When copying games from your Steam Library, or other very large files (>10 GB), you may notice that write speeds on your SSD start at full speed, before dropping considerably. The underlying reason is that modern drives have small, fast caches, that soak up write bursts to improve performance. In the fairly uncommon scenario of writing data that's too big to fit into these caches, the drive will have to write data directly to flash, and it will probably juggle some out of its write cache at the same time, which can result in a significant loss of write speed. Newer TLC drives use part of their capacity in SLC mode for increased performance. This test can reveal the size of that pseudo-SLC cache.
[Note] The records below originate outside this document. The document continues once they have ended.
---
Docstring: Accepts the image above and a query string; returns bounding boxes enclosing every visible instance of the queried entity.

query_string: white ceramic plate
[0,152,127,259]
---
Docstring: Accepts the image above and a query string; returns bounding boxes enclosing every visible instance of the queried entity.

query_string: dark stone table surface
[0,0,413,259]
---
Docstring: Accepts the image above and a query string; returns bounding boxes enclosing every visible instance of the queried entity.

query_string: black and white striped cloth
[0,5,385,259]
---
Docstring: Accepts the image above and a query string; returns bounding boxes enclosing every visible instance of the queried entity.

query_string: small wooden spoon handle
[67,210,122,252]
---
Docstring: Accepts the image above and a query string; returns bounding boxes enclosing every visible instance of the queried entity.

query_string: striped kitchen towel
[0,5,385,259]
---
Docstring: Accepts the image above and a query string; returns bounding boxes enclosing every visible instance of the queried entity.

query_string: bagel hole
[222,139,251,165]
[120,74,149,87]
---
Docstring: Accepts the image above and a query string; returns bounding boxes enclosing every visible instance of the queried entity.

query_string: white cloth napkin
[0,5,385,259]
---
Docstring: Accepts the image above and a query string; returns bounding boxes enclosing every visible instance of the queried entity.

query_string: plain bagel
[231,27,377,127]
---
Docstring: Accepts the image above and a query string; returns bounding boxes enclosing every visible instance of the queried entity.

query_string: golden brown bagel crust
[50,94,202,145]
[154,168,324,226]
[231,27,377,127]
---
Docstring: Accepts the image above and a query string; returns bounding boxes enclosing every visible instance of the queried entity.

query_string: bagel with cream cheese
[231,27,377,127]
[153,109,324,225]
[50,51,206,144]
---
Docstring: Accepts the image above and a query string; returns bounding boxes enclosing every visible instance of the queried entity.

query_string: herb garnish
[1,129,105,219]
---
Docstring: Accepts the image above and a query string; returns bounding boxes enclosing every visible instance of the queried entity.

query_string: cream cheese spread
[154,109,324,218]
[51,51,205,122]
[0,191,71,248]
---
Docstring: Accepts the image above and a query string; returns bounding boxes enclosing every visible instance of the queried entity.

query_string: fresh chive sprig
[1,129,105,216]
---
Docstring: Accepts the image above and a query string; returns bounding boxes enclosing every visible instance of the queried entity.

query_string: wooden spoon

Testing on this page looks at exactly that scenario. We write a sequential stream of 1 MB blocks to the drive in a single thread, like a typical file-copy operation would do, and measure write speeds twice a second. The drive is fully erased before testing to ensure any caches are emptied. Please note that this test writes a lot of data in a very short time, something most consumers will never do.
Write speed starts out at around 7 GB/s, which is very impressive for single-threaded write speeds. These speeds are sustained until 660 GB have been written, which equals to 1980 GB in TLC mode—the drive is almost completely full now. At this point the controller has to copy data out of SLC cache into TLC, while processing incoming writes at the same time. Here the speeds drop considerably, to around 1 GB/s, which is still pretty good, but just 10% of what the "10 GB/s PCIe Gen 5" promise suggests. Filling the whole capacity completes at 1467 MB/s on average, a result that's comparable to the best Gen 4 drives in our test group, but not significantly better.